Fast "set difference" on arrays


(Martin Pirker) #1

Hi…

I have a Ruby speed problem, maybe you have some suggestions:

given: text files with values, one per line, sorted, e.g.
10100
10234
10292

so:
arr1 = IO.readlines(file1)
arr2 = IO.readlines(file2)

arr1 consists of ~40000 lines/elements
arr2 size is ~10000

when I want to take the “set difference”, arr3 = arr1-arr2, meaning “take
all elements from arr1 which dont appear in arr2” this takes forever - I
don’t even know how long because I stopped early :wink:

So the built-in operator is too slow - taking advantage of my knowledge
of the sorting I handcoded a "loop { compare arr1[0] with arr2[0], either
puts or remove }"
This gets it down to 5-10s, much better, but still too slow - 1s would be
a nice target

As I’m still quite novice in Ruby (always having Hal’s book on my lap :wink: …)
how would you code a speedier solution?

(as for shell tools, I first tried the grep way, but it chokes on the size
with a “reg.exp. too large”)

Martin


(Dave Thomas) #2

Martin Pirker crf@sbox.tu-graz.ac.dfgdfhjhzjgfdfsddadshrhdrhdfdsasaff.at writes:

given: text files with values, one per line, sorted, e.g.
10100
10234
10292

so:
arr1 = IO.readlines(file1)
arr2 = IO.readlines(file2)

arr1 consists of ~40000 lines/elements
arr2 size is ~10000

when I want to take the “set difference”, arr3 = arr1-arr2, meaning “take
all elements from arr1 which dont appear in arr2” this takes forever - I
don’t even know how long because I stopped early :wink:

The following runs in about .5s on my pokey old box:

s1 = {}
File.foreach(ARGV[1]) {|line| s1[line] = 1}
File.foreach(ARGV[0]) {|line| puts(line) unless s1[line]}

Note that it’s doing String comparisons, not integer ones, but if both
of your files are generated the same way that won’t be a problem.

Cheers

Dave


(Evan Martin) #3

You could also do it without hashes (though that solution is clearly the
simplest).

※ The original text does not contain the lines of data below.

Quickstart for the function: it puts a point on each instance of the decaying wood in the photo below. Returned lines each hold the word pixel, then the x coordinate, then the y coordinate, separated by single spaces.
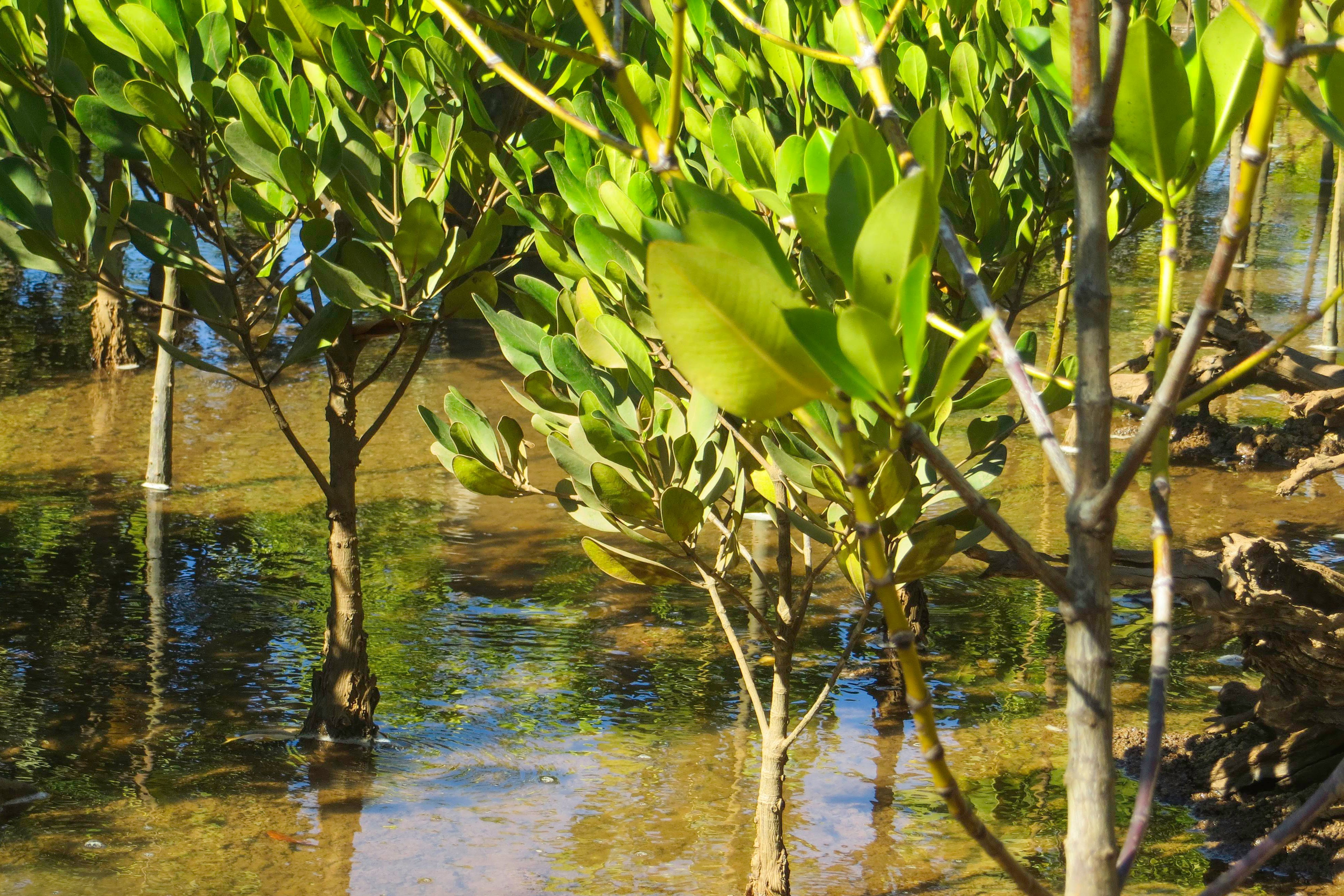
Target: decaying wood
pixel 1234 335
pixel 1289 616
pixel 1297 759
pixel 1309 469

This algorithm feels to me like the merge stage of a merge
sort, sorta (if you’re not familiar with merge sort, google for it):

a1 = [1, 3, 4, 10, 13, 31, 53, 54, 55]
a2 = [3, 10, 10, 11, 13, 54, 55]

i = 0
a3 = []
a1.each { |a|
i = i + 1 while a2[i] < a

a3 << a if a2[i] > a
}

a3.each {|a| puts a}

···

On Sat, Jul 06, 2002 at 11:18:47PM +0900, Martin Pirker wrote:

I have a Ruby speed problem, maybe you have some suggestions:

given: text files with values, one per line, sorted, e.g.
10100
10234
10292

so:
arr1 = IO.readlines(file1)
arr2 = IO.readlines(file2)

arr1 consists of ~40000 lines/elements
arr2 size is ~10000

when I want to take the “set difference”, arr3 = arr1-arr2, meaning “take
all elements from arr1 which dont appear in arr2” this takes forever - I
don’t even know how long because I stopped early :wink:

So the built-in operator is too slow - taking advantage of my knowledge
of the sorting I handcoded a "loop { compare arr1[0] with arr2[0], either
puts or remove }"
This gets it down to 5-10s, much better, but still too slow - 1s would be
a nice target

As I’m still quite novice in Ruby (always having Hal’s book on my lap :wink: …)
how would you code a speedier solution?


Evan Martin
martine@cs.washington.edu
http://neugierig.org


(Ned Konz) #4

How fast does this go:

h2 = Hash.new(false)
IO.readlines(ARGV[1]).each { |line| h2[line] = true }
puts “h2 has #{h2.size} elements”

diff = []
IO.readlines(ARGV[0]).each { |line| diff << line unless h2[line] }

puts “diff has #{diff.size} elements”

···

On Saturday 06 July 2002 07:18 am, Martin Pirker wrote:

Hi…

I have a Ruby speed problem, maybe you have some suggestions:

given: text files with values, one per line, sorted, e.g.
10100
10234
10292

so:
arr1 = IO.readlines(file1)
arr2 = IO.readlines(file2)

arr1 consists of ~40000 lines/elements
arr2 size is ~10000

when I want to take the “set difference”, arr3 = arr1-arr2, meaning
"take all elements from arr1 which dont appear in arr2" this takes
forever - I don’t even know how long because I stopped early :wink:


Ned Konz
http://bike-nomad.com
GPG key ID: BEEA7EFE


(Joseph McDonald) #5

when I want to take the “set difference”, arr3 = arr1-arr2, meaning “take
all elements from arr1 which dont appear in arr2” this takes forever - I
don’t even know how long because I stopped early :wink:

The following runs in about .5s on my pokey old box:

s1 = {}
File.foreach(ARGV[1]) {|line| s1[line] = 1}
File.foreach(ARGV[0]) {|line| puts(line) unless s1[line]}

Note that it’s doing String comparisons, not integer ones, but if both
of your files are generated the same way that won’t be a problem.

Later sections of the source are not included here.